The gardens at Filoli change with the seasons and each time I visit I see something else to love. My most recent visit was in mid-October, timed to catch the gardens right before they close for the winter.
The first things that caught my eye this time were the Twinny Yellow Shades dwarf snapdragons in containers with blue lobelia and Victoria Blue salvia. The climate at Filoli is not the same as Davis, of course, but we can certainly grow this combination. I have already ordered seeds with hopes of replicating this look!
These pots were arranged near the pool in the Sunken Garden; nearby a hummingbird sipped at the edge of a small fountain.

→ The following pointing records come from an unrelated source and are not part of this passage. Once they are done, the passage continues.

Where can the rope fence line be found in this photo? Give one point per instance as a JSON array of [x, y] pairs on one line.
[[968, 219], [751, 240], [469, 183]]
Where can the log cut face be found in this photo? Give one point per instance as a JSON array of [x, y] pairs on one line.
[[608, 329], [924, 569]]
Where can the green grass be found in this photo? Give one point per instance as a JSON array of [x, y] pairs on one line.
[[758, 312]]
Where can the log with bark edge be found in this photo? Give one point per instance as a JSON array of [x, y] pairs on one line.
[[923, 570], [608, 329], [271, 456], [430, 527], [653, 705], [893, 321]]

The pool in the Sunken Garden is one of the first things seen by visitors after passing through the service courtyard that serves as the entrance to the gardens. The service courtyard also houses a nursery selling many of the plants that grow on the grounds and the adjacent former garage is now a gift shop with books, clothing, kitchen goods, Filoli branded items, and a nice selection of garden related decorative items and tools.
Fruit is harvested here from more than 1200 trees, some original and others planted to replace original trees according to the requirement that they have been available during the time the estate was privately owned. Filoli has the largest private collection of fruit trees in America including common and uncommon varieties of apples, pears, loquats and unusual things like pawpaws. Some of the fruit is given to staff and volunteers, some is used for the Autumn Festival and some is donated to food banks. We took time to eat in the Cafe at Filoli where you can taste some of the fruit grown here and where they have wonderful sandwiches, salads, soups and desserts.

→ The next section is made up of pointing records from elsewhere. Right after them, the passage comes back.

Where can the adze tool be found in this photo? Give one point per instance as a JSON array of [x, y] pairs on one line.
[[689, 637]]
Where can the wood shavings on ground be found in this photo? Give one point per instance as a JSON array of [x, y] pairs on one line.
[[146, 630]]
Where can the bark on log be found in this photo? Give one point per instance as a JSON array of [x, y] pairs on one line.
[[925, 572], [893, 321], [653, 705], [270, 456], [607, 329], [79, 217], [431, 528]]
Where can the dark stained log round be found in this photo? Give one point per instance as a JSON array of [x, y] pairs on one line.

The rose garden with many varieties, the woodland garden with its camellias, hellebores, ferns and cyclamen, a cutting garden where flowers are grown specifically for bouquets in the house and other hidden treasures can be viewed as you wander the many paths and imagine what it must have been like to live in such a beautiful place. We finished our trip by touring the house. With it’s antiques, ballroom and even a walk-in safe for the silver in the butler’s pantry it is another interesting look into the lives of the families who once owned this estate.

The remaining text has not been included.